# 75 Gallon Gallery 56k Warning



## Jason Baliban (Feb 21, 2005)

I am moving after this weekend so I had no choice but to take pictures of my 75. Its still a little immature and I am not completely happy with it, but its all a learning experience.

Hope you enjoy....



















jB


----------



## Jdinh04 (Oct 7, 2004)

Really digging the look bro, plants look healthy like no other. Keep it up, you are a great plant grower!


----------



## redstrat (Apr 3, 2006)

DUDE That is incredible!!!!! I don’t think I've been this impressed with a scape in a long time!!! It’s such a clean layout but you still managed to pack tons of variety without looking crowded or overwhelming... I love how it makes you take a look at it even longer to take in all the subtleties!!! Amazing!!

could you give a few particulars about your setup, lighting, ferts, water chem... nothing to crazy just general details. Looks great!!!


----------



## Emc2 (Oct 29, 2005)

Jason, it really does look great. Your dedication to the hobby and the learning process is enviable. I'm looking forward to seeing your skills evolve in your new place.


----------



## Bert H (Mar 2, 2004)

Jason, tank looks great!



> It's such a clean layout but you still managed to pack tons of variety without looking crowded or overwhelming...


Agreed!

Will you have to do a total teardown for the move?


----------



## nswhite (Aug 25, 2006)

Wow, I think your tank look sweet. I hope I can get my 75 where I want it soon.


----------



## aquasox (Sep 11, 2005)

Tank looks outstanding. I particularily like the Ludwigia glandulosa (?) highlights. 

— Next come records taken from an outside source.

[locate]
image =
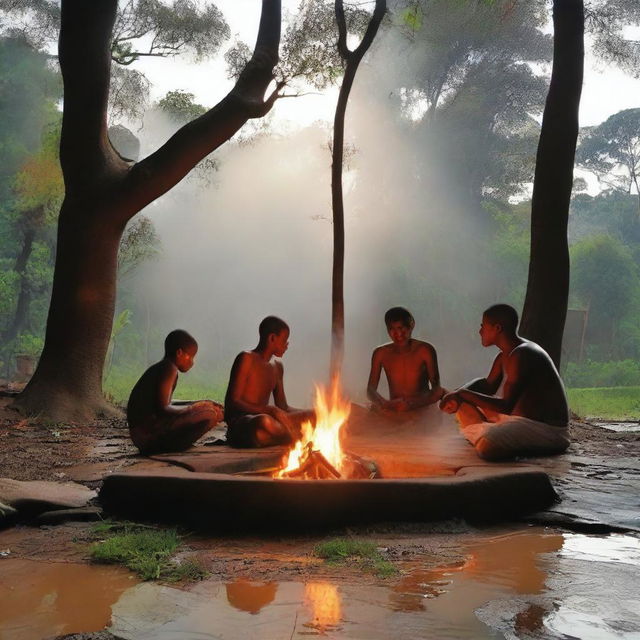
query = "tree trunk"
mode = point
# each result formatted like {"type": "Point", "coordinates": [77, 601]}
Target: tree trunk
{"type": "Point", "coordinates": [352, 59]}
{"type": "Point", "coordinates": [103, 192]}
{"type": "Point", "coordinates": [545, 306]}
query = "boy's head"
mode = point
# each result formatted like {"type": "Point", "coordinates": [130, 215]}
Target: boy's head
{"type": "Point", "coordinates": [400, 324]}
{"type": "Point", "coordinates": [181, 348]}
{"type": "Point", "coordinates": [274, 333]}
{"type": "Point", "coordinates": [497, 319]}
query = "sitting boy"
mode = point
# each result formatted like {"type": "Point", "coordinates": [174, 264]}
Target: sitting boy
{"type": "Point", "coordinates": [411, 367]}
{"type": "Point", "coordinates": [251, 420]}
{"type": "Point", "coordinates": [531, 415]}
{"type": "Point", "coordinates": [155, 424]}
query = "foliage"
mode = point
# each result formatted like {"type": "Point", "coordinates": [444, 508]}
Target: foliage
{"type": "Point", "coordinates": [603, 275]}
{"type": "Point", "coordinates": [29, 344]}
{"type": "Point", "coordinates": [143, 28]}
{"type": "Point", "coordinates": [612, 212]}
{"type": "Point", "coordinates": [611, 151]}
{"type": "Point", "coordinates": [362, 553]}
{"type": "Point", "coordinates": [612, 403]}
{"type": "Point", "coordinates": [180, 107]}
{"type": "Point", "coordinates": [615, 373]}
{"type": "Point", "coordinates": [139, 243]}
{"type": "Point", "coordinates": [308, 52]}
{"type": "Point", "coordinates": [144, 549]}
{"type": "Point", "coordinates": [608, 23]}
{"type": "Point", "coordinates": [476, 72]}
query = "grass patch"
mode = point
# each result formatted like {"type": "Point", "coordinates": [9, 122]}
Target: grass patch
{"type": "Point", "coordinates": [608, 403]}
{"type": "Point", "coordinates": [360, 552]}
{"type": "Point", "coordinates": [144, 549]}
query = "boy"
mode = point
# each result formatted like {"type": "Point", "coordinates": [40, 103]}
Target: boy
{"type": "Point", "coordinates": [155, 424]}
{"type": "Point", "coordinates": [251, 420]}
{"type": "Point", "coordinates": [532, 415]}
{"type": "Point", "coordinates": [411, 367]}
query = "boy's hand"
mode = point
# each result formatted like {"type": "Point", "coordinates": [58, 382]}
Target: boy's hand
{"type": "Point", "coordinates": [398, 405]}
{"type": "Point", "coordinates": [450, 403]}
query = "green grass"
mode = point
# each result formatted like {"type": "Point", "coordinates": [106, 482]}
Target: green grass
{"type": "Point", "coordinates": [608, 403]}
{"type": "Point", "coordinates": [145, 550]}
{"type": "Point", "coordinates": [359, 552]}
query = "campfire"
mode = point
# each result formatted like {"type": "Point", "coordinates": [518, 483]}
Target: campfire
{"type": "Point", "coordinates": [319, 454]}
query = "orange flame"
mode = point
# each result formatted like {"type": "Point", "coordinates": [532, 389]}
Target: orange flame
{"type": "Point", "coordinates": [324, 601]}
{"type": "Point", "coordinates": [332, 411]}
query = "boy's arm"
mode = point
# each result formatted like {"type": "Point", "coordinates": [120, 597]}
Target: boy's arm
{"type": "Point", "coordinates": [168, 375]}
{"type": "Point", "coordinates": [435, 391]}
{"type": "Point", "coordinates": [517, 372]}
{"type": "Point", "coordinates": [485, 387]}
{"type": "Point", "coordinates": [237, 383]}
{"type": "Point", "coordinates": [489, 385]}
{"type": "Point", "coordinates": [279, 397]}
{"type": "Point", "coordinates": [374, 379]}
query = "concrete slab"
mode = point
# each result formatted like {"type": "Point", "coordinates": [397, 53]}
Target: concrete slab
{"type": "Point", "coordinates": [32, 497]}
{"type": "Point", "coordinates": [223, 501]}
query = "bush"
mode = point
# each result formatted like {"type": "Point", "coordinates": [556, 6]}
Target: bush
{"type": "Point", "coordinates": [620, 373]}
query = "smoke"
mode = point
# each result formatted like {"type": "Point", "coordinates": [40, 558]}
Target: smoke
{"type": "Point", "coordinates": [257, 240]}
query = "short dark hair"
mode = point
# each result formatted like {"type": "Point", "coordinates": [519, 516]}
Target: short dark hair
{"type": "Point", "coordinates": [271, 324]}
{"type": "Point", "coordinates": [178, 339]}
{"type": "Point", "coordinates": [399, 314]}
{"type": "Point", "coordinates": [504, 315]}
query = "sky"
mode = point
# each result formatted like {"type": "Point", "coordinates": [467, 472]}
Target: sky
{"type": "Point", "coordinates": [257, 240]}
{"type": "Point", "coordinates": [606, 90]}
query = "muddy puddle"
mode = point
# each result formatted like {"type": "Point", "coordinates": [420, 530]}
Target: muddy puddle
{"type": "Point", "coordinates": [41, 599]}
{"type": "Point", "coordinates": [620, 427]}
{"type": "Point", "coordinates": [528, 584]}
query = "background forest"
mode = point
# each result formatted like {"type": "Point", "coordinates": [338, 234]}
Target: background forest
{"type": "Point", "coordinates": [442, 132]}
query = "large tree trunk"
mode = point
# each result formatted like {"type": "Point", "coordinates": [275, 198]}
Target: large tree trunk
{"type": "Point", "coordinates": [352, 59]}
{"type": "Point", "coordinates": [103, 192]}
{"type": "Point", "coordinates": [545, 306]}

I think it would look really cool with Congo tetras haha, but maybe thats just me...it could cause the tank to look slightly smaller, however.


----------



## turtlehead (Nov 27, 2004)

excellent, what is that purple plant on the left?


----------



## Jason Baliban (Feb 21, 2005)

davis.1841 said:


> DUDE That is incredible!!!!! I don't think I've been this impressed with a scape in a long time!!! It's such a clean layout but you still managed to pack tons of variety without looking crowded or overwhelming... I love how it makes you take a look at it even longer to take in all the subtleties!!! Amazing!!
> 
> could you give a few particulars about your setup, lighting, ferts, water chem... nothing to crazy just general details. Looks great!!!


WOW!!

I am blown away by the positive response to this tank. I truly appreciate it.

Here is some info on the tank...
75 Gallon
KH: 10
GH: 12
CO2: 35-45ppm

Fertilization: 
Maintain 10-20ppm of NO3, 1-2ppm of PO4, 15-30ppm of K, and dose 5m of TMG daily.

Substrate: 
Flourite and Sand

Lighting: 
4x55 Power Compact(2x6700k - 2x9325k) On a timer for 7 hours a day.



> Will you have to do a total teardown for the move?


Yes, but i dont mind at all. I wish I had just a few more months to move this tank to maturity, but I really do enjoy creating new ideas every 6 months or so.



> Jason, it really does look great. Your dedication to the hobby and the learning process is enviable. I'm looking forward to seeing your skills evolve in your new place.


That is very kind Erin....usually you just give me digs I really appreciate it.



> Really digging the look bro, plants look healthy like no other. Keep it up, you are a great plant grower!


Thanks John!



> excellent, what is that purple plant on the left?


Thanks!! The plant is Ludwigia glandulosa

Thanks to the rest of you for the great compliments.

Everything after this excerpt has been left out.